Clean the surface of the board with a mild cleanser or warm soap and water. Be sure to remove all the cleanser residue before applying the stomp.

Also, using a blow dryer, heat the board where you plan on placing the stomp before applying the pad. This will ensure a stronger hold on the pad and will also reduce the cure time.


----------



## Guest (Nov 5, 2008)

= The Best


Not sure if I'm going to put one on my new board. Gonna try going without one first, but if I do get one, I'm definitely going to consider another Dakine Spike stomp pad. The spikes are big and gnarly, no chance of slipping.


----------



## Guest (Nov 5, 2008)

*Stomps*

There are horror stories of doing the splits. I probably hurts.


----------



## Guest (Nov 5, 2008)

zakk said:


> DaKine makes a killer of a stop pad. super sharps spikes that have never frozen over on me.
> 
> I use them as it helps me control my board while skating it and getting off lifts. Not a necessity but its a nice mental help to me knoing my back foot isn't going to slide out on me.


I second that.
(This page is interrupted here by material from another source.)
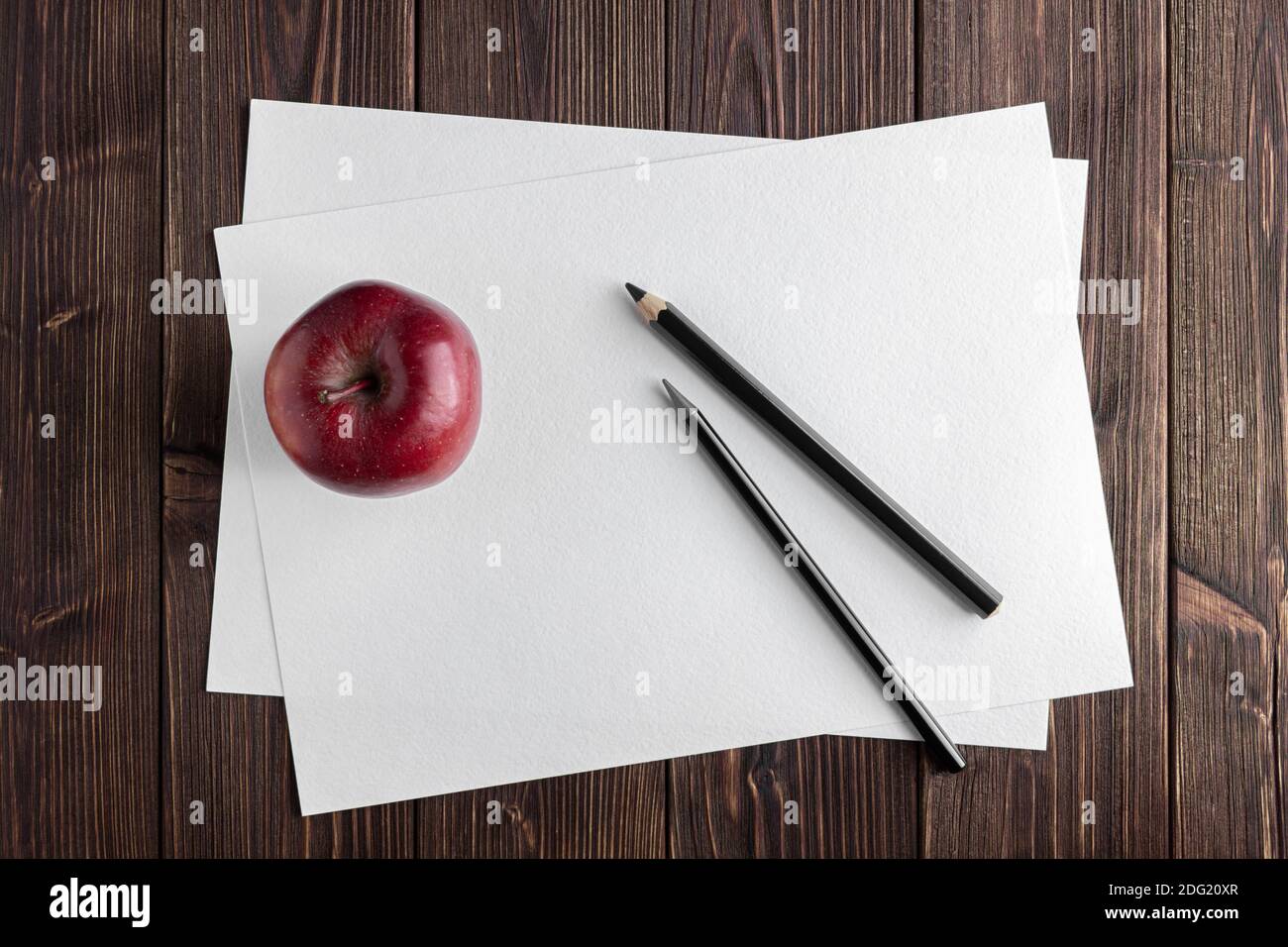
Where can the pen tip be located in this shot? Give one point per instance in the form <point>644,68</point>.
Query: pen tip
<point>677,398</point>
I use Dakine on both my Lib and Gnu and they are awsome. As long as you follow the directions to put them on they wont come off. Put mine on two years ago and Im now entering my third season and through all the beating it takes they are still stuck on their strong.


----------



## Guest (Nov 5, 2008)

Bought some Dakine studs yesterday


----------



## Perpetual3am (Nov 19, 2007)

Using stomp pads instead of bindings is just dumb.


----------



## Guest (Nov 5, 2008)

^^^That's funny


----------